Our findings are in women only and in an older age group and it is possible that the syndrome is a stronger predictor of disease outcomes in younger age groups and in men. However, our findings are consistent with those found in the West of Scotland Coronary Prevention Study (WOSCOP), which examined younger men and is one of the biggest studies to date to assess the association of the metabolic syndrome with CHD risk [15]. Furthermore, the relative risks of CHD associated with diabetes are greater in women than men [16, 17], and since the metabolic syndrome is considered to be a precursor of type 2 diabetes one might expect stronger associations of the metabolic syndrome with CHD in women compared to men.

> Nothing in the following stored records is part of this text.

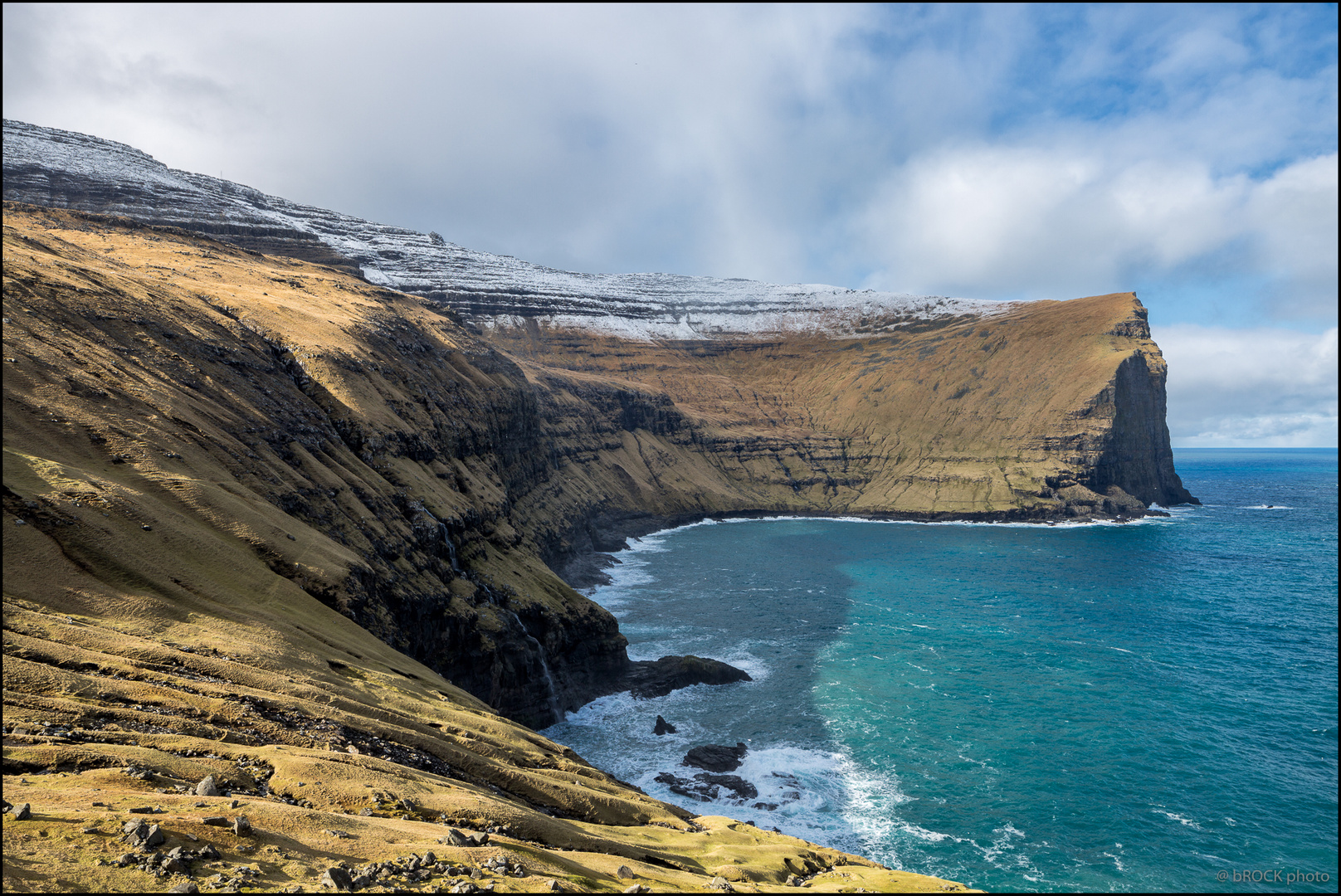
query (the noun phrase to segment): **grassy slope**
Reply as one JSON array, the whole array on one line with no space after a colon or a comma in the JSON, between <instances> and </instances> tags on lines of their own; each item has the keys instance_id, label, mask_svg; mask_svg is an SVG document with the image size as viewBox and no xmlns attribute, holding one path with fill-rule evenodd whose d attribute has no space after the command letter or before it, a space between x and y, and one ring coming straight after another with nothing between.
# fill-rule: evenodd
<instances>
[{"instance_id":1,"label":"grassy slope","mask_svg":"<svg viewBox=\"0 0 1341 896\"><path fill-rule=\"evenodd\" d=\"M1139 309L1112 294L848 339L640 345L532 326L491 341L538 382L669 396L720 443L707 457L723 508L1034 515L1059 504L1049 478L1093 463L1124 359L1144 355L1163 388Z\"/></svg>"},{"instance_id":2,"label":"grassy slope","mask_svg":"<svg viewBox=\"0 0 1341 896\"><path fill-rule=\"evenodd\" d=\"M227 865L257 868L263 889L426 849L463 864L520 858L532 876L491 876L499 891L548 879L622 889L620 864L658 891L703 889L712 875L780 888L789 873L830 866L813 888L957 888L725 818L691 820L314 597L371 562L377 539L418 543L414 512L385 512L397 491L444 519L487 518L507 500L498 471L477 461L375 448L365 460L329 439L303 441L333 408L358 416L371 440L404 429L416 396L392 372L374 376L386 358L369 347L388 339L436 339L460 392L475 384L471 394L487 398L511 374L472 366L491 355L451 322L326 268L59 212L7 213L4 278L4 795L34 811L4 818L5 889L166 888L103 864L126 850L114 837L126 810L146 805L161 810L149 820L166 846L213 841ZM304 392L311 406L270 394L278 381L247 366L248 346L276 350L295 382L312 372L326 393ZM323 408L323 394L337 401ZM286 431L261 437L276 421ZM637 452L606 441L595 453ZM318 492L326 503L312 508ZM292 494L307 502L299 515L276 503ZM496 581L523 609L587 612L504 516L487 527L461 546L476 578L448 577L453 600ZM412 555L388 563L406 581L433 567ZM488 638L502 622L477 609ZM240 807L177 789L205 774L248 791ZM257 795L256 779L294 802ZM205 828L211 814L245 814L257 836ZM443 816L512 836L445 846Z\"/></svg>"}]
</instances>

There was some suggestion from mutual adjustment for each component that HDL cholesterol and systolic blood pressure were the most important individual risk factors (being independent of other metabolic risk factors). However, the components of the syndrome are associated with each other with evidence of co‐linearity in the model containing all components and therefore there findings should be treated with caution.

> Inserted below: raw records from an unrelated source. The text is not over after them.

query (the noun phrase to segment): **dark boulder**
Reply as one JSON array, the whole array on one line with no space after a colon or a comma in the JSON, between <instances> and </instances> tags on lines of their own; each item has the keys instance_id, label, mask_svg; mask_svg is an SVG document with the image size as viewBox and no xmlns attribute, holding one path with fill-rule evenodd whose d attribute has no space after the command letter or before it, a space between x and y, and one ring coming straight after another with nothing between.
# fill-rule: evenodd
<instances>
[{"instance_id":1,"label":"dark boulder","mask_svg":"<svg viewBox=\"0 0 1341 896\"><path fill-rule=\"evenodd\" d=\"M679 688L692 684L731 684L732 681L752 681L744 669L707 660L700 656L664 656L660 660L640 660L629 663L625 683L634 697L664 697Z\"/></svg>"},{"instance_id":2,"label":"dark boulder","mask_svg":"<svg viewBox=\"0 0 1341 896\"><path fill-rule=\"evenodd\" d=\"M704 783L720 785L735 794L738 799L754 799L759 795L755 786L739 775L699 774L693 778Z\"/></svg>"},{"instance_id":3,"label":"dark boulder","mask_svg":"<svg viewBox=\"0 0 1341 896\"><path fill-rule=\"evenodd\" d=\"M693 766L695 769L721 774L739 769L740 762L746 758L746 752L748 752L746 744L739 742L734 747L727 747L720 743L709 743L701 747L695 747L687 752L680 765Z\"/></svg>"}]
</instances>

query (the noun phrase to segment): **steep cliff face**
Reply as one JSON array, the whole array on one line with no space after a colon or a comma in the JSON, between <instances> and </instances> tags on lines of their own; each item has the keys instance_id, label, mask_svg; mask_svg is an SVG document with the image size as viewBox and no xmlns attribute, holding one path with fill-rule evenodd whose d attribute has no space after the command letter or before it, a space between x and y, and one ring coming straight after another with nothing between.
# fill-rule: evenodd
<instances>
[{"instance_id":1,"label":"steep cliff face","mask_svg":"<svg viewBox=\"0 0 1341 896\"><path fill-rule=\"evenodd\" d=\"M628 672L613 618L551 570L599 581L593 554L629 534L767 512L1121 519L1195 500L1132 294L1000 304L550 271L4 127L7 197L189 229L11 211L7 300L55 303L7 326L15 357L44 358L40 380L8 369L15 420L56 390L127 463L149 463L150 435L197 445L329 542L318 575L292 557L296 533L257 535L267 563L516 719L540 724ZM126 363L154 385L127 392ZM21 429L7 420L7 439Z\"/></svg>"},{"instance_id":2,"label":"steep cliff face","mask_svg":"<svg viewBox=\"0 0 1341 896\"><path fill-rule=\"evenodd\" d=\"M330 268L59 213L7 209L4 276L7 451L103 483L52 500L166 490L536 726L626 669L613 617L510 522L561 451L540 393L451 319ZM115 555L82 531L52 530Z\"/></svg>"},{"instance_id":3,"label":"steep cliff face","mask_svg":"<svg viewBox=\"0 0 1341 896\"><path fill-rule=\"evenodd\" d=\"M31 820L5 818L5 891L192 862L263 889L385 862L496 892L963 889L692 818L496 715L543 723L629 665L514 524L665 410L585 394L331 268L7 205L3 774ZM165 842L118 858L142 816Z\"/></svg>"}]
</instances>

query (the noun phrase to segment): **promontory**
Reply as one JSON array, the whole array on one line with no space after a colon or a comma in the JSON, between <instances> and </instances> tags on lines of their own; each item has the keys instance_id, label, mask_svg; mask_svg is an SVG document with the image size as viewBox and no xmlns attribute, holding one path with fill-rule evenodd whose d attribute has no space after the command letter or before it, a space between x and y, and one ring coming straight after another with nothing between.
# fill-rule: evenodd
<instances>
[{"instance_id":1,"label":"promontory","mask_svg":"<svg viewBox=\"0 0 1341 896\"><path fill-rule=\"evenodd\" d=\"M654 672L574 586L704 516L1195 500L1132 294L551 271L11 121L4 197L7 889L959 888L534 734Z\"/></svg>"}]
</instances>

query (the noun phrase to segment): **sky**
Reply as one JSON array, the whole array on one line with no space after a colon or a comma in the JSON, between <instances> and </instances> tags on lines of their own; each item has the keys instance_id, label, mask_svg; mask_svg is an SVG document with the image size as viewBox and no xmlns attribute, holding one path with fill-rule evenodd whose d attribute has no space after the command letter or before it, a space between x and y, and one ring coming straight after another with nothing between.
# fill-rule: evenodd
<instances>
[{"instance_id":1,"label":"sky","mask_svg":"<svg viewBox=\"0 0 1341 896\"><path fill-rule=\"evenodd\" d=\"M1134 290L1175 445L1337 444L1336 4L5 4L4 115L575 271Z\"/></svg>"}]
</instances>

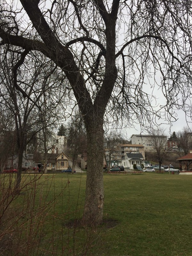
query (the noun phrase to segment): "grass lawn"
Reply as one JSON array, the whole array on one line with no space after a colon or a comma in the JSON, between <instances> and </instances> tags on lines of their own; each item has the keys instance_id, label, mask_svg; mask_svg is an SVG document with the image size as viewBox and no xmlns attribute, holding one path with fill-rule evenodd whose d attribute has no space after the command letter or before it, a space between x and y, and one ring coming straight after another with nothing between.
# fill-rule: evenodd
<instances>
[{"instance_id":1,"label":"grass lawn","mask_svg":"<svg viewBox=\"0 0 192 256\"><path fill-rule=\"evenodd\" d=\"M12 202L8 212L18 213L4 223L17 232L20 255L192 256L192 175L104 174L103 225L72 228L82 216L86 176L39 175ZM24 183L32 177L24 174Z\"/></svg>"}]
</instances>

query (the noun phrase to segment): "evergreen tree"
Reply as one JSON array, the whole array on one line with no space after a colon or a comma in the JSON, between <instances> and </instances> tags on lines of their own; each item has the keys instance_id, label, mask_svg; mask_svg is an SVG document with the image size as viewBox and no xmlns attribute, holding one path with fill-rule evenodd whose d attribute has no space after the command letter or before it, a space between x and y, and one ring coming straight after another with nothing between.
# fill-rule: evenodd
<instances>
[{"instance_id":1,"label":"evergreen tree","mask_svg":"<svg viewBox=\"0 0 192 256\"><path fill-rule=\"evenodd\" d=\"M66 128L63 124L61 124L58 131L57 135L58 136L65 136L66 135Z\"/></svg>"},{"instance_id":2,"label":"evergreen tree","mask_svg":"<svg viewBox=\"0 0 192 256\"><path fill-rule=\"evenodd\" d=\"M170 138L169 138L169 140L176 140L178 139L178 138L176 135L176 133L175 132L173 132L172 134L171 135Z\"/></svg>"}]
</instances>

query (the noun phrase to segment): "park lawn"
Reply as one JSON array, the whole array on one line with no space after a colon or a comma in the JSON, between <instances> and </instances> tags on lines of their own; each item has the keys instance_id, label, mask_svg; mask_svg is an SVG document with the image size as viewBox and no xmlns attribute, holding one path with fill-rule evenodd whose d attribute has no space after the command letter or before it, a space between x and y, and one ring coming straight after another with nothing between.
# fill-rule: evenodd
<instances>
[{"instance_id":1,"label":"park lawn","mask_svg":"<svg viewBox=\"0 0 192 256\"><path fill-rule=\"evenodd\" d=\"M86 174L38 177L12 204L23 212L30 205L18 221L21 239L36 247L29 256L192 256L192 175L104 174L104 221L97 228L73 225L83 211Z\"/></svg>"}]
</instances>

One possible explanation for the syndrome not being a strong predictor of CHD, despite strong linear associations between the individual components and CHD, is that the syndrome inevitably represents a heterogeneous group with the overall effect estimate being a weighted average of some very high-risk individuals and some who are lower risk. For example, low HDL cholesterol and hypertension were particularly strong predictors of CHD in this population of older women, but many women defined as having the syndrome may not have either of these risk factors. In all three definitions, each component is dichotomised, despite having linear associations with CHD. In the most commonly used risk prediction method for CHD, the Framingham risk equation [18], continuous variables are not dichotomised and a continuum of risk is derived rather than a dichotomy that groups together a heterogeneous population. However, the Framingham equation has been found to be a poor predictor of CHD risk in a number of groups, including those with diabetes [19], women [20] and older individuals [21]. It may be that in the population as a whole, and in these specific groups, that adding some components of the metabolic syndrome and other novel risk factors to the Framingham equation will improve its predictive ability.

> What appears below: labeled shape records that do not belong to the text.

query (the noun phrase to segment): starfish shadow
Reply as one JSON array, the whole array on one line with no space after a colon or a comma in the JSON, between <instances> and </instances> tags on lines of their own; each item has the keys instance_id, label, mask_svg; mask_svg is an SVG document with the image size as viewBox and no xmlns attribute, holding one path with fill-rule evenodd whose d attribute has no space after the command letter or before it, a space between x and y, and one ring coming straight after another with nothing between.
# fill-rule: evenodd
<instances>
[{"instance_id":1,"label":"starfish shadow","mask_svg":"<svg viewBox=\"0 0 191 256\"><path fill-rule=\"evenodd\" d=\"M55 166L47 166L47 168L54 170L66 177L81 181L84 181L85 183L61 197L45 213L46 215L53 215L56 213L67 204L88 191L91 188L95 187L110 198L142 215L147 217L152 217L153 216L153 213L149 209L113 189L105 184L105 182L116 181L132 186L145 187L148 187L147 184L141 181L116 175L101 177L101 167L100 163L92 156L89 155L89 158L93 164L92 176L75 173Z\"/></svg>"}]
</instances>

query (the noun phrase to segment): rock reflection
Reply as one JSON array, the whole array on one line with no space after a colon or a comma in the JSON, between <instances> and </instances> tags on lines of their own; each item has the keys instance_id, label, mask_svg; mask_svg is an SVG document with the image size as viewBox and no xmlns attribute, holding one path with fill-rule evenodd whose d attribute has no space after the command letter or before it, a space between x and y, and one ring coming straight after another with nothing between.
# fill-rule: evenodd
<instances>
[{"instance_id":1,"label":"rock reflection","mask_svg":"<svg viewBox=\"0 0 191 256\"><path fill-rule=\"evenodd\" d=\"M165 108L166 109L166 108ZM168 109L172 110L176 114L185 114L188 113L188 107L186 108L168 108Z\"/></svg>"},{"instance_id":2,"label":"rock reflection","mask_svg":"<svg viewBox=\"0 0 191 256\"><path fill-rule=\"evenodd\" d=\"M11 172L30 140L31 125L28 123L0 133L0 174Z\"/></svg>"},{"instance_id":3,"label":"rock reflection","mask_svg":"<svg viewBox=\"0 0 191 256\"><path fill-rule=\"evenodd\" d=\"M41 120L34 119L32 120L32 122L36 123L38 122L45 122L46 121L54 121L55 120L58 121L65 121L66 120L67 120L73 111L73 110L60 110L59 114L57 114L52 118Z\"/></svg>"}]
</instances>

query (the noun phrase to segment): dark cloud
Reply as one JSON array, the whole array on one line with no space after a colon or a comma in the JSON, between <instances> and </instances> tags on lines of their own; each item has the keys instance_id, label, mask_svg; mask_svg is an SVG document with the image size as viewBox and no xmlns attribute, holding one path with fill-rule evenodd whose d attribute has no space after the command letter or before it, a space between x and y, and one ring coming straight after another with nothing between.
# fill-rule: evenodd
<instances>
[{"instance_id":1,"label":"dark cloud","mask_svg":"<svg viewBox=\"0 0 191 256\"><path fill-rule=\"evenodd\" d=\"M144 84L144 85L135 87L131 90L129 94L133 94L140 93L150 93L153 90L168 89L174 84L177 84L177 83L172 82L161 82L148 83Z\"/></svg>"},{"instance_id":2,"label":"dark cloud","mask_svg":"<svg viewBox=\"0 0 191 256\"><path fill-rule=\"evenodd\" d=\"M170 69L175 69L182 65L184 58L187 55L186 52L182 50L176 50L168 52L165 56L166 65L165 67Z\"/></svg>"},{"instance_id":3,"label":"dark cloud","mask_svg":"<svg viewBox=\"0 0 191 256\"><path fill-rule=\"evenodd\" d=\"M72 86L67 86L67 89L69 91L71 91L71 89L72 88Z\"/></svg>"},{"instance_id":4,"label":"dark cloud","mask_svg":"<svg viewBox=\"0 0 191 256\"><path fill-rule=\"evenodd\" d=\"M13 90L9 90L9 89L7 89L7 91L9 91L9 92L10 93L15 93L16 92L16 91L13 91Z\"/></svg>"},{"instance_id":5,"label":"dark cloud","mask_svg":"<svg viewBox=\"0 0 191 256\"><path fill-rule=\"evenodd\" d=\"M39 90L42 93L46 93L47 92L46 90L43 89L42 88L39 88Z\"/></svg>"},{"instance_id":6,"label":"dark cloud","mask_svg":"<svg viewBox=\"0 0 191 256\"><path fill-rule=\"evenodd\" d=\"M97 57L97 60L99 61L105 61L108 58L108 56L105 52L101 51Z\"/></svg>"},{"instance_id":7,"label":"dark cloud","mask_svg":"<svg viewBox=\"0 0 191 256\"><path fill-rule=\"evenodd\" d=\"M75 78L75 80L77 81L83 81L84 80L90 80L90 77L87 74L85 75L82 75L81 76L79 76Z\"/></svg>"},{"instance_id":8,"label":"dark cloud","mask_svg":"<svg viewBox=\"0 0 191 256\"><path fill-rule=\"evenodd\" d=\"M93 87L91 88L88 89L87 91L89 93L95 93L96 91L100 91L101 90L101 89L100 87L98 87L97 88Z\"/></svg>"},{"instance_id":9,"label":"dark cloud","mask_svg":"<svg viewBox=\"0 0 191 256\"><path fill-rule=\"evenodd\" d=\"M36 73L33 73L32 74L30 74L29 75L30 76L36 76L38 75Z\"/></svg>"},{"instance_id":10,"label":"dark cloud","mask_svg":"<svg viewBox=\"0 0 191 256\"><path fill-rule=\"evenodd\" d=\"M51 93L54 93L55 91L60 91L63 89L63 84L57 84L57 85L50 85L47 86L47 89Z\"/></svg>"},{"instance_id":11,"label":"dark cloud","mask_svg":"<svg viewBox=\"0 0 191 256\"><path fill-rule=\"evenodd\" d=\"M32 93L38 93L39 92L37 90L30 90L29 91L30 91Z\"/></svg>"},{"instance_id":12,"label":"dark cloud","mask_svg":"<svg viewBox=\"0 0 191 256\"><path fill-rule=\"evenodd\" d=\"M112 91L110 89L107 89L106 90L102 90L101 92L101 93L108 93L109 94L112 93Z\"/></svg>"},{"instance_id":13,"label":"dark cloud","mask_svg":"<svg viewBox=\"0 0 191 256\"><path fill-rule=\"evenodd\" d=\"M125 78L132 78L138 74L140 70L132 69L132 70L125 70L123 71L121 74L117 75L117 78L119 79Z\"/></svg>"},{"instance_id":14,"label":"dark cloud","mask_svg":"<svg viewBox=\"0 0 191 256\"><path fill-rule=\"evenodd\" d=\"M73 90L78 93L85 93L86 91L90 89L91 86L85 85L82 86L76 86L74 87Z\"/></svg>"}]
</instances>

As the ability to test and compare different predictive models in different population groups increases along with the use of computers in clinical practice, it should become possible for more accurate prediction of risk in the clinical setting with easy to use computer programs. These programs should also be capable (behind the scenes) of taking account of effect modification (for example differences in effect by sex, age, ethnicity) of risk factors and of modelling each risk factor in a way (linear, quadratic, cubic) that best reflects its association with CHD. In the mean time researchers should be cautious of promoting syndrome definitions as important risk factors for disease outcomes, when these syndromes may mask important heterogeneity within the group defined as having the syndrome.

The magnitude of effect of the metabolic syndrome in this cohort of postmenopausal women was similar to that of being a past smoker compared to a never smoker, but weaker than the effect of being a current smoker. Thus, whilst individual components of the syndrome, notably insulin resistance, triglyceride levels, HDL cholesterol and systolic blood pressure, are linearly related to CHD risk even after adjustment for life-course socioeconomic position, smoking and physical inactivity, the syndrome itself is only weakly associated with CHD risk and does not appear to be a specific risk factor for CHD in postmenopausal women. Our findings, together with those of other prospective studies [1], question the importance of the metabolic syndrome per se as a risk factor for CHD.